L'article 766 du Code civil japonais permet aux parents divorcés de s'accorder, par convention, quant au droit de garde. Il s'agit, encore une fois, de désigner celui ou celle qui aura le droit de garde. La garde partagée n'est pas reconnue. Là encore, si les parents ne parviennent pas à se mettre d'accord, le tribunal des affaires familiales accorde le droit de garde à l'un des deux parents.
Le parent perdant l'autorité parentale et le droit de garde peut cependant, toujours selon l'article 766, obtenir un droit de visite. Mais les textes restent flous : ce droit de visite n'apparaît pas sur le koseki, document officiel du divorce. Aucun moyen donc, pour le parent lésé, de le faire appliquer.
Dans la pratique, le droit de visite n'existe pas. Les tribunaux ne font rien pour faire appliquer la loi. Les policiers sont tout aussi passifs : la loi japonaise ne prévoit aucune sanction pour le parent qui ne respecte pas la législation.
Dans le cas d'une séparation entre un conjoint japonais et un expatrié, c'est, bien souvent, l'expatrié qui se trouve lésé : il perd son autorité parentale, quand bien même le parent japonais aurait enfreint la loi. L'on parle ici des enlèvements d'enfants, véritable fléau au Japon. Un fléau longtemps caché - et impactant prioritairement les Japonais eux-mêmes - qui, depuis quelques années, est plus largement mis en lumière, notamment, sous la pression des associations et des instances internationales.
Une lueur d'espoir ?
Lorsqu'en 2014, le Japon ratifie la convention de la Haye, relative aux enlèvements internationaux d'enfants, le monde espère que les droits des enfants passeront au premier plan. Dans la pratique, le système japonais l'emporte : la convention de la Haye n'est pas respectée. De nombreux parents expatriés - souvent, des pères - multiplient les actions pour faire entendre leur voix. En France, en juin 2019, le président Macron a reçu des pères expatriés, promettant une action concrète de la France, pour faire valoir leurs droits.
Au Japon aussi, des voix s'élèvent. Beaucoup de Japonais s'insurgent contre l'autorité parentale exclusive, et ses effets pervers : l'enlèvement d'enfant, le délitement du lien entre l'enfant et le parent exclu, qui devient un véritable étranger.
Faut-il y voir une lueur d'espoir ? En septembre dernier, le ministre de la justice Katsuyaki Kawai indique, dans une conférence de presse, qu'il étudiera la question de la garde partagée. Le ministre se donne un an pour rédiger, avec un collège ministériel, un rapport sur la question. Il entend les voix promouvant la garde partagée, bénéfique pour l'enfant. Les exemples des Etats-Unis, ou des pays européens, dans lequel ce principe est appliqué depuis longtemps, sont cités en exemple.

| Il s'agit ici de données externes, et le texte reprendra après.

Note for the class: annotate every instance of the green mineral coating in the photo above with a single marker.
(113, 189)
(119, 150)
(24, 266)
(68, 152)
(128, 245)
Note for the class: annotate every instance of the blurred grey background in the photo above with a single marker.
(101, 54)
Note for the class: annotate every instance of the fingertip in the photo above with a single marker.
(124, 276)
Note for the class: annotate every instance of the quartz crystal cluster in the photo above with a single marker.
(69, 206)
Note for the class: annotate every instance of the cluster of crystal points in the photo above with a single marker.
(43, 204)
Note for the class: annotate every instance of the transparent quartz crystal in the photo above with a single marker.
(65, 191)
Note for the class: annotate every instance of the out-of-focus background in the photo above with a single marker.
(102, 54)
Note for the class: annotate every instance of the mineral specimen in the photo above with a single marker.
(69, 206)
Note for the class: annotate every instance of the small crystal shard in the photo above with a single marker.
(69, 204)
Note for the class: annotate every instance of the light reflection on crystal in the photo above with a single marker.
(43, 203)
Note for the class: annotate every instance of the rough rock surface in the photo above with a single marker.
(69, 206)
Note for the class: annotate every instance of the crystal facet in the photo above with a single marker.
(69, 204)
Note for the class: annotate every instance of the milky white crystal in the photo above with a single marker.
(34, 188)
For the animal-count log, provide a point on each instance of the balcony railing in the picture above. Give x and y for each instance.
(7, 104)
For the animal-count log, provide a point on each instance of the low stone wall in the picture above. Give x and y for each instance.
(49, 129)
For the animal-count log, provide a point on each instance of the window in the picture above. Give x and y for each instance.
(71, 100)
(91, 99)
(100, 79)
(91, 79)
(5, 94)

D'autres veulent maintenir, au contraire, l'autorité parentale exclusive, justement, au nom de l'enfant. Pour les opposants à la garde partagée, il est primordial de maintenir sa stabilité; un partage de la garde serait néfaste à son bon développement. Ils évoquent également le risque d'une recrudescence de violences domestiques et d'abus.
Reste à espérer, pour les expatriés, que le rapport du ministère de la justice tende en faveur de la garde partagée. Surtout, qu'il aboutisse sur des mesures concrètes, permettant aux parents expatriés de retrouver leurs enfants.